You can read more about future Family History Expos at http://fhexpos.com/
The Family History Expos tend to attract smaller crowds, which results in a cozier atmosphere. They are typically held in smaller convention centers outside the (expensive) downtown areas. These Expos tend to feel a lot like a local gardening show or home show or sportsman show or something similar. That's a good thing, in my opinion. Each Expo has lots of presentations and seminars but also has a strong focus on the commercial exhibitors. Indeed, the exhibits hall typically is the centerpiece of the Expo. This is again a good thing, in my opinion. Most of the exhibitors were companies within a few hundred miles of the convention center. Of course, being in the Salt Lake City area means that this is a lot of companies!
All in all, these Expos provide a very friendly atmosphere.
I was fascinated by the new products and services that I saw today. Several new products were on display that I had not seen previously at larger conferences. I will write a separate article about each product that I believe will be of interest to genealogists with interests in technical subjects.
The picture above shows Tom Kemp delivering the keynote speech this morning. Tom is director of genealogy products for NewsBank, the huge, online database of historical newspapers. (See http://www.genealogybank.com for details about NewsBank and GenealogyBank. See http://blog.eogn.com/eastmans_online_genealogy/2010/06/tom-kemp-receives-prestigious-rusa-history-section-award-for-excellence-in-historical-reference.html for more information about one of Tom Kemp's latest awards.)

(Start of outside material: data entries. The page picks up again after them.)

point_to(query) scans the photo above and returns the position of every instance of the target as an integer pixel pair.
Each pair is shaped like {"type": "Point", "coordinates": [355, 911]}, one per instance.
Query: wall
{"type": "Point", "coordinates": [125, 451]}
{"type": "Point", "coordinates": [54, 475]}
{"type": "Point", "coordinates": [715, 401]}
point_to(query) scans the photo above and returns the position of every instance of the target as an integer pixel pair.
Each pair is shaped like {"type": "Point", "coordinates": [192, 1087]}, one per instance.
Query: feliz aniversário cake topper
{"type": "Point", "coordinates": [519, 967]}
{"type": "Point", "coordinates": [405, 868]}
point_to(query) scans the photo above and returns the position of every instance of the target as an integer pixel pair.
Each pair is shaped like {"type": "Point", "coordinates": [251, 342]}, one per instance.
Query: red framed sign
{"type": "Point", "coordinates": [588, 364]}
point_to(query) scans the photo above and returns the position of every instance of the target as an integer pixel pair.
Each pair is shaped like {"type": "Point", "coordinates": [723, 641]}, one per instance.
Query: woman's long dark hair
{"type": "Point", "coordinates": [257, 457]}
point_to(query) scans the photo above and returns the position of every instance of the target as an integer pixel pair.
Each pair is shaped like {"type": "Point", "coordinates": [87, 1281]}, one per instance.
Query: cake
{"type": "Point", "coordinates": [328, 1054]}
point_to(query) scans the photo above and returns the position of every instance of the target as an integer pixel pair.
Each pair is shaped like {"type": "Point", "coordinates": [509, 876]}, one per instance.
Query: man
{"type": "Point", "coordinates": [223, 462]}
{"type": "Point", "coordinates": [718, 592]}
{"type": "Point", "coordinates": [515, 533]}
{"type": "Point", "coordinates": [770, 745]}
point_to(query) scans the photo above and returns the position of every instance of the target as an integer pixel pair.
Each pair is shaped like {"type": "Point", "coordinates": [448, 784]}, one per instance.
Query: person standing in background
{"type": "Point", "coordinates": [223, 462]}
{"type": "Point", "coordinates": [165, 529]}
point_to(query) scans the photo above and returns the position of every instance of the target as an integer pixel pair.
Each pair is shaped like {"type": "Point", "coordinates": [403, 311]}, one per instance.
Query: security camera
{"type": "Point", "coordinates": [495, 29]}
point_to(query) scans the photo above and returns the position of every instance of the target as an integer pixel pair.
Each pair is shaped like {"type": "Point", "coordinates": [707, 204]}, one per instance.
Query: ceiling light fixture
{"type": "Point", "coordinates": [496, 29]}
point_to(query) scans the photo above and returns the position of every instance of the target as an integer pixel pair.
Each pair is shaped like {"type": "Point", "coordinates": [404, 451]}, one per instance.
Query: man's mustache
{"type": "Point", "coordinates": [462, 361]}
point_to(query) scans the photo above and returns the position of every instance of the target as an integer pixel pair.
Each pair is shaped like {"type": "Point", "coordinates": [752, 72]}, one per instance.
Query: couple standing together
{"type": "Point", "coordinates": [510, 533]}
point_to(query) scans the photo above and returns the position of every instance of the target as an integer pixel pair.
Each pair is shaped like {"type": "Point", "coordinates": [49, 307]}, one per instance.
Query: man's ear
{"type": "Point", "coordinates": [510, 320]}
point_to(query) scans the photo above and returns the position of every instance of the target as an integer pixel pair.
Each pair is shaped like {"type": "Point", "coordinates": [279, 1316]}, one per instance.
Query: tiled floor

The rest of the day was a mix of presentations, product demonstrations, and one-on-one conversations in the exhibits hall. Here is a picture of Leland Meitzler delivering a presentation:
Admission to the Exhibits Hall is free. If you are in the Salt Lake City area, you might want to stop in tomorrow (Saturday) and see all the exhibits at no charge.
As I said earlier, I had fun today. I am looking forward to returning to the Salt Lake Family History Expo tomorrow.